Al presidente Erdogan las cosas no le están saliendo como quería, ni en el interior de Turquía ni en el exterior. La guerra civil en Siria le ha llenado el país de refugiados y le ha granjeado mala prensa por las fundadas acusaciones internacionales de que ha facilitado la entrada en ese país de terroristas y camiones con suministros para el Daesh.

Además, los kurdos y los rebeldes sirios integrantes de la YPG, la milicia que ha ido conquistando palmo a palmo el terreno ocupado por Daesh en el norte de Siria, ha posibilitado la consolidación de una región kurda allí. Por eso ha ordenado a sus tropas penetrar en territorio sirio y no para combatir a Daesh. ¿Por qué Turquía se opone a que un pueblo con una población superior a los 25 millones, con una historia milenaria, con un idioma -en realidad son cuatro-, una cultura y una tradición propias y muy diferenciadas de los árabes, iraníes y turcos puedan establecer un Estado? Hay muchísimas razones, pero, solo mencionaré tres.

El orgullo. Los turcos utilizaron a los kurdos durante siglos como freno al avance del imperio persa en su frontera oriental, así como para cometer los genocidios armenios y asirios de los siglos XIX y XX, pero siempre han fracasado en sus intentos de doblegarlos y asimilarlos.

La vergüenza.

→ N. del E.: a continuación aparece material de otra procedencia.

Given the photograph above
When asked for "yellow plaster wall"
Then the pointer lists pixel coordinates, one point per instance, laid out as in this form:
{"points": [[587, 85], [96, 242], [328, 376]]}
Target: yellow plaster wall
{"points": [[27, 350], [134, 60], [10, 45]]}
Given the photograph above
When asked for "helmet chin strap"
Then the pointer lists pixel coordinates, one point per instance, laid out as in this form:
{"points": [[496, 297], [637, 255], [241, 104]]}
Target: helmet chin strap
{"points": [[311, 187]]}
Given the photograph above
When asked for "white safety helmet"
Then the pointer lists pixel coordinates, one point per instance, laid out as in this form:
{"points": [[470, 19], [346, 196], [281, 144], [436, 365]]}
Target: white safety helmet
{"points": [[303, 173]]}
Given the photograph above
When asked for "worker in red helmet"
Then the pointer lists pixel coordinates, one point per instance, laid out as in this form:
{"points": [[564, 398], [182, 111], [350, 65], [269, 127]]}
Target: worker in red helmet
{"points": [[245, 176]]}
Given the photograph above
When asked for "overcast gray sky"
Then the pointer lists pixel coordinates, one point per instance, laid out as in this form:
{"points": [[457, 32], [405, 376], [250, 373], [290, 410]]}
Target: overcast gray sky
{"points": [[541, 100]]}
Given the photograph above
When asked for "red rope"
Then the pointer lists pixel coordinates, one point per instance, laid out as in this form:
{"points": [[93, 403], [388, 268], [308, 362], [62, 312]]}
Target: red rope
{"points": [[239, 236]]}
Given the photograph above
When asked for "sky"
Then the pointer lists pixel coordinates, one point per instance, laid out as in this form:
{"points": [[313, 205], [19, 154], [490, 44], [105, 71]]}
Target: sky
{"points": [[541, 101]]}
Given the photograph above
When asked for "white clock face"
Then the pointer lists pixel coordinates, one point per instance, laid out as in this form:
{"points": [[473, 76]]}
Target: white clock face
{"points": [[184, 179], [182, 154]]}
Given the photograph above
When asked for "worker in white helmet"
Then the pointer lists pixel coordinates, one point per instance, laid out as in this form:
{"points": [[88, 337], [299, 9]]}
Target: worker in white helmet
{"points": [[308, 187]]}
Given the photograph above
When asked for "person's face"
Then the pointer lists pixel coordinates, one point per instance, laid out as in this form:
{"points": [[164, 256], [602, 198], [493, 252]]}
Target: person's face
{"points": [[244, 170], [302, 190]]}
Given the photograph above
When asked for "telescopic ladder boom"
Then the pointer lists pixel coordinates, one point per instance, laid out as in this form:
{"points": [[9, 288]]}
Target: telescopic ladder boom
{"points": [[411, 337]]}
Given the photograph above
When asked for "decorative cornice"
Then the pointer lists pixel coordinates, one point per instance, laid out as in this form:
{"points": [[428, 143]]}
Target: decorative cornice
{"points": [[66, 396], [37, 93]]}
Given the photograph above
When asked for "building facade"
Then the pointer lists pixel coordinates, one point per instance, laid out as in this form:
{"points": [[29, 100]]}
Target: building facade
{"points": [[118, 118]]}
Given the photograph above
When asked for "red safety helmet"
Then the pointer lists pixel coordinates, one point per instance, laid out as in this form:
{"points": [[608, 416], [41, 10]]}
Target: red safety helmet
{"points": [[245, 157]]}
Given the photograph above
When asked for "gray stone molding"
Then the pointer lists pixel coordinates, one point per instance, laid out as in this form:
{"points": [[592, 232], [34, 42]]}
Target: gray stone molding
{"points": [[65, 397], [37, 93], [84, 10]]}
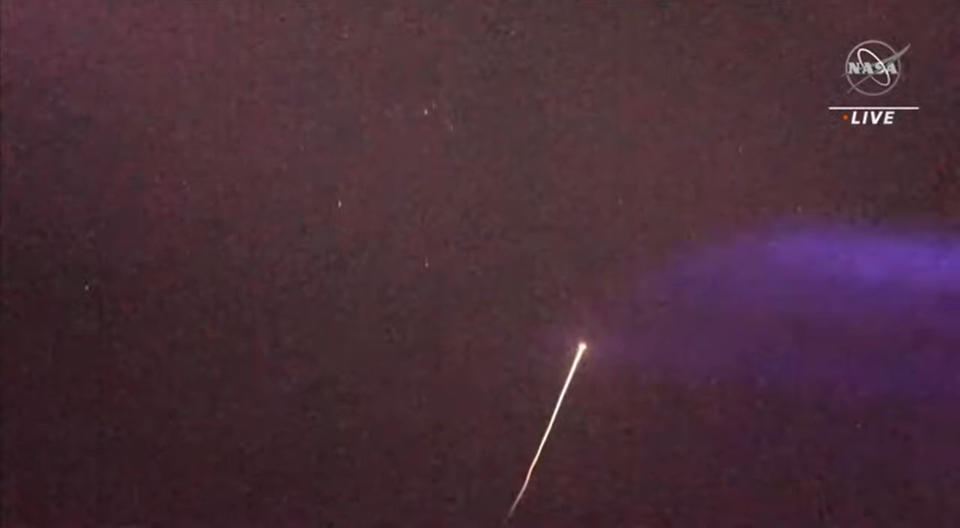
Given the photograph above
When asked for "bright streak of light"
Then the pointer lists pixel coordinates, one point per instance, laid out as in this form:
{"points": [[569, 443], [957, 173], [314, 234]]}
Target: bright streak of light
{"points": [[573, 368]]}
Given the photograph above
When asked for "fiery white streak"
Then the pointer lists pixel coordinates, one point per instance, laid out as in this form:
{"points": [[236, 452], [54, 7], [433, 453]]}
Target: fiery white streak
{"points": [[573, 368]]}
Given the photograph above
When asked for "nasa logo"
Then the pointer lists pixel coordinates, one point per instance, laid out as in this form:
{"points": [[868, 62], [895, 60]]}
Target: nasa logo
{"points": [[873, 67]]}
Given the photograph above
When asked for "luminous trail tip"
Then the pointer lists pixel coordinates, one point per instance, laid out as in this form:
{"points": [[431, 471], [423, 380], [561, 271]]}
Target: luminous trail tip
{"points": [[581, 348]]}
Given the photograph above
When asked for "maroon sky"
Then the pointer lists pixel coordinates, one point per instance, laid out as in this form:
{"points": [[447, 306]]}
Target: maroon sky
{"points": [[297, 263]]}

Los turcos lograron que la celebración de un referendo de autodeterminación kurdo recogido en el Tratado de Sèvres de 1921 fuera obviado en el de Lausana de 1923.

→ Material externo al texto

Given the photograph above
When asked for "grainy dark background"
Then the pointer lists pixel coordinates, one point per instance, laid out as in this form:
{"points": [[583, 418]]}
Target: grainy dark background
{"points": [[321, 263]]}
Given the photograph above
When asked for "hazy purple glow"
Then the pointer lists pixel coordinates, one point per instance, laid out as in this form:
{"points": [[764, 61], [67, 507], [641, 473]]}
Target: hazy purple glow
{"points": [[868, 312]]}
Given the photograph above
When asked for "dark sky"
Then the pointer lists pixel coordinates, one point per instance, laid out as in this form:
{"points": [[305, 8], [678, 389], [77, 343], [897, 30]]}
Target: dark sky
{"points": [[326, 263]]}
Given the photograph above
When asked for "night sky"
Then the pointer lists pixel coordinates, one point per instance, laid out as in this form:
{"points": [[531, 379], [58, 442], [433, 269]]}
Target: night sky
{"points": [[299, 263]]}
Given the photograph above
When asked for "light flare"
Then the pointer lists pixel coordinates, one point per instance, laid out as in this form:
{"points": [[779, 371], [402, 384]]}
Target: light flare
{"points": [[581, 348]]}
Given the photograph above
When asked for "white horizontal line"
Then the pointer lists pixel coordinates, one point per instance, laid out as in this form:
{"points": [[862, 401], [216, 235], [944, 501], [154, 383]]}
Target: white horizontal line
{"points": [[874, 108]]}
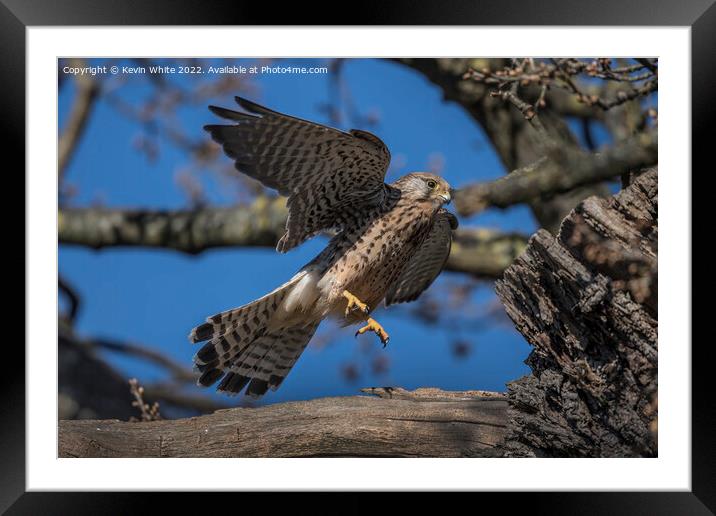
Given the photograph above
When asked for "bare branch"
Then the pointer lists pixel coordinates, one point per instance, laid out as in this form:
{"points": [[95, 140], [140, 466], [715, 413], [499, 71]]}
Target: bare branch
{"points": [[479, 252], [484, 253], [87, 89], [549, 176], [259, 224]]}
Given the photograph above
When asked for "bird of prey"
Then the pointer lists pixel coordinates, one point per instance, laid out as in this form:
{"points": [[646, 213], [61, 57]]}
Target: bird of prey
{"points": [[390, 242]]}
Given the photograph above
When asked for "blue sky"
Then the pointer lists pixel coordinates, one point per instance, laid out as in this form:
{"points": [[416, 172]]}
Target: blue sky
{"points": [[154, 297]]}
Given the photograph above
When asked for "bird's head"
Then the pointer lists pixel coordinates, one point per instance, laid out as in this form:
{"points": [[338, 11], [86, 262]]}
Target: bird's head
{"points": [[426, 187]]}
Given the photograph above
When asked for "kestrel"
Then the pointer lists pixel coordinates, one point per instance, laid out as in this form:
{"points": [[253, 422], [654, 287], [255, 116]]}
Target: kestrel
{"points": [[390, 242]]}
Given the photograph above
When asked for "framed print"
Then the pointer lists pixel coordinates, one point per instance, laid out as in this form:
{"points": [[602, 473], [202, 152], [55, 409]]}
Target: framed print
{"points": [[426, 243]]}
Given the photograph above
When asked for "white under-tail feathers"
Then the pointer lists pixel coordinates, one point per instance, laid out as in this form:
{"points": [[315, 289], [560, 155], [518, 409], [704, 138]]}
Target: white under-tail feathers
{"points": [[257, 344]]}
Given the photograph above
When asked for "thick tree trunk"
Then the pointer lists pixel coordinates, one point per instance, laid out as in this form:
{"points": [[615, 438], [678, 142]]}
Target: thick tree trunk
{"points": [[396, 423], [587, 302]]}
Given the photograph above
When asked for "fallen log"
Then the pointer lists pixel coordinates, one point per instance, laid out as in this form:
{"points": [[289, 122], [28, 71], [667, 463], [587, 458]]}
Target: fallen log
{"points": [[391, 422], [587, 303]]}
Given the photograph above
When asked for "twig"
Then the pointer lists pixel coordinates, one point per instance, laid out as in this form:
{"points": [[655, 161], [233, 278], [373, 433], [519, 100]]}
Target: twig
{"points": [[148, 413]]}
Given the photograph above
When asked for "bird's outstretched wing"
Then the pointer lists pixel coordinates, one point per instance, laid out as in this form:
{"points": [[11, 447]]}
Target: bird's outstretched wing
{"points": [[328, 175], [425, 265]]}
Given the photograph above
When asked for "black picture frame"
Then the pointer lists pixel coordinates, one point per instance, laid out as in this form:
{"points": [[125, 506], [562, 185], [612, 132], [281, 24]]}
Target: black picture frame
{"points": [[17, 15]]}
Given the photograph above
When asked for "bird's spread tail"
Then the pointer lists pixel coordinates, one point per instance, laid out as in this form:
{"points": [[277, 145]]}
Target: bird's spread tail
{"points": [[249, 345]]}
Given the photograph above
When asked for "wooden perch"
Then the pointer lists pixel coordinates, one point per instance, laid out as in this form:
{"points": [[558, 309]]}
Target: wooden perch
{"points": [[587, 302], [392, 423]]}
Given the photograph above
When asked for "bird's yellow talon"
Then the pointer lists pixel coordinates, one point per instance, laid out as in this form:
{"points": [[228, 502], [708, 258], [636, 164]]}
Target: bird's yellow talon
{"points": [[354, 304], [376, 328]]}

La geopolítica y la economía. A los kurdos les corresponde, al menos, entre el 20 y 25 % del territorio turco, el 15 % del territorio iraquí y un 8 % del sirio. El Kurdistán sería un Estado clave por controlar las fronteras, los recursos hídricos y las grandes reservas de petróleo en esta región, algo que, obviamente reduciría el poder e influencia turcas. Pero, aún a su pesar, los kurdos no son el problema, sino la solución.